Ces remarques sur le « programme » ont des conséquences précises sur l’approche attendue d’un sujet de dissertation. 

       A titre d’exemple, ce sujet de dissertation : Les objets techniques ne sont-ils que des outils à notre service?


  La question porte explicitement sur une des dix-sept notions : la technique. Cependant le traitement de la question conduirait à un hors-sujet si, d’aventure, son approche restait enfermée dans ladite notion. 

Car le sens de cette question est de se demander si les « objets techniques » ne sont que des moyens - des moyens utilisés pour arriver à nos fins - ou si ces « objets » ne transformeraient pas nos conditions de vie au point que nous nous mettions nous-mêmes au service de ces « moyens » pour entrer dans le cadre de vie que ceux-ci nous imposent. 

Concrètement, les objets techniques imposent désormais aux actions humaines leurs propres critères tous ordonnés à des principes d’efficacité dont le premier est la vitesse d’exécution.

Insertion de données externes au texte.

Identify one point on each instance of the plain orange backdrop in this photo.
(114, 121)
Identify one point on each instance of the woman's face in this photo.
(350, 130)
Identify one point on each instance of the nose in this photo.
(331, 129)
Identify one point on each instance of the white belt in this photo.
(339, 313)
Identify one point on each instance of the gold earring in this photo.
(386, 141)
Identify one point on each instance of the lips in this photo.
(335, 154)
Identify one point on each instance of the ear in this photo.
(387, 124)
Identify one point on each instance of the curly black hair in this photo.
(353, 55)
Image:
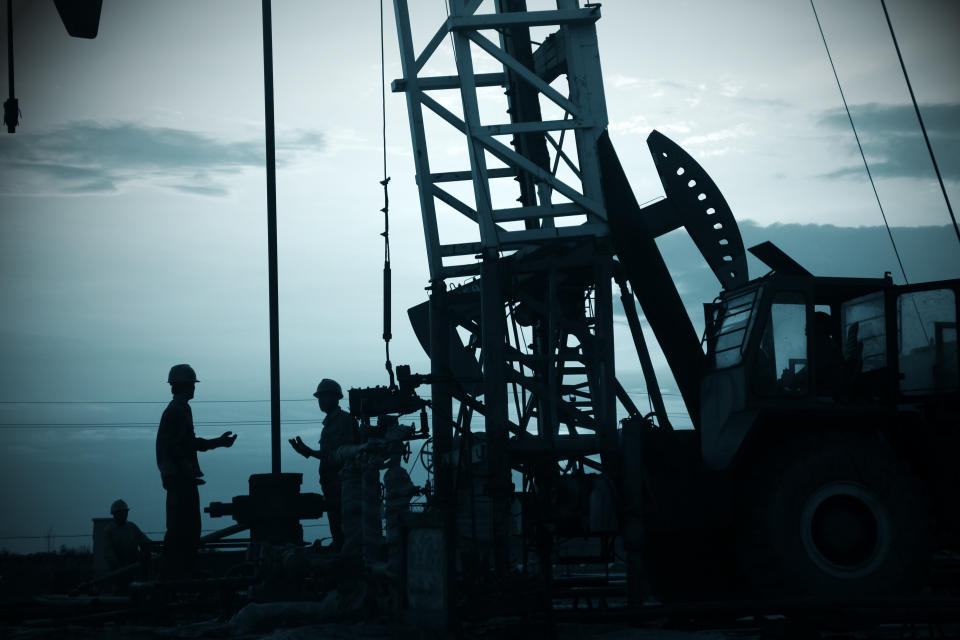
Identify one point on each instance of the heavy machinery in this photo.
(824, 410)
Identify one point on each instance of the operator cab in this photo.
(806, 352)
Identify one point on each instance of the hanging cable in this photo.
(11, 108)
(923, 128)
(859, 146)
(387, 304)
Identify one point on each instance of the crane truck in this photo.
(825, 410)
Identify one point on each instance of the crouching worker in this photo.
(124, 545)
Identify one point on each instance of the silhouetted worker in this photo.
(827, 354)
(339, 428)
(124, 543)
(177, 447)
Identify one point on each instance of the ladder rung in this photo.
(525, 213)
(459, 249)
(456, 176)
(534, 235)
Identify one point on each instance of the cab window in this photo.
(864, 332)
(927, 341)
(781, 367)
(734, 321)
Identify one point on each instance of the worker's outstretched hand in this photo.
(300, 446)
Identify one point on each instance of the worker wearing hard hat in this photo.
(339, 428)
(124, 543)
(177, 447)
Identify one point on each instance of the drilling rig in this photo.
(824, 409)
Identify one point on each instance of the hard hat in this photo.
(182, 373)
(328, 386)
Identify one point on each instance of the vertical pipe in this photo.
(10, 46)
(271, 238)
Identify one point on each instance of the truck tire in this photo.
(833, 516)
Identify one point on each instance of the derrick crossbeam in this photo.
(565, 203)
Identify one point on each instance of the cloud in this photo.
(893, 142)
(91, 157)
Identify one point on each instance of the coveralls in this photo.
(339, 429)
(177, 447)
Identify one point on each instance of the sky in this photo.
(133, 208)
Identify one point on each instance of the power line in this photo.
(144, 401)
(141, 425)
(87, 535)
(866, 165)
(923, 128)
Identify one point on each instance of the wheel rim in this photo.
(846, 530)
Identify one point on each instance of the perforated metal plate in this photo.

Ce modèle technique de l’action modifie notre rapport à l’espace et au temps et obscurcit le questionnement moral autant que la pensée politique au point que les humains puissent, face aux performances des objets techniques, éprouver ce que, dans L’obsolescence de l’homme, Günther Anders appelle la « honte prométhéenne ». En d’autres termes, le point de départ se trouve bien dans la notion de « la technique » mais la portée de la question, son horizon, concerne le questionnement moral, les modèles culturels et finalement l’organisation politique de nos communautés.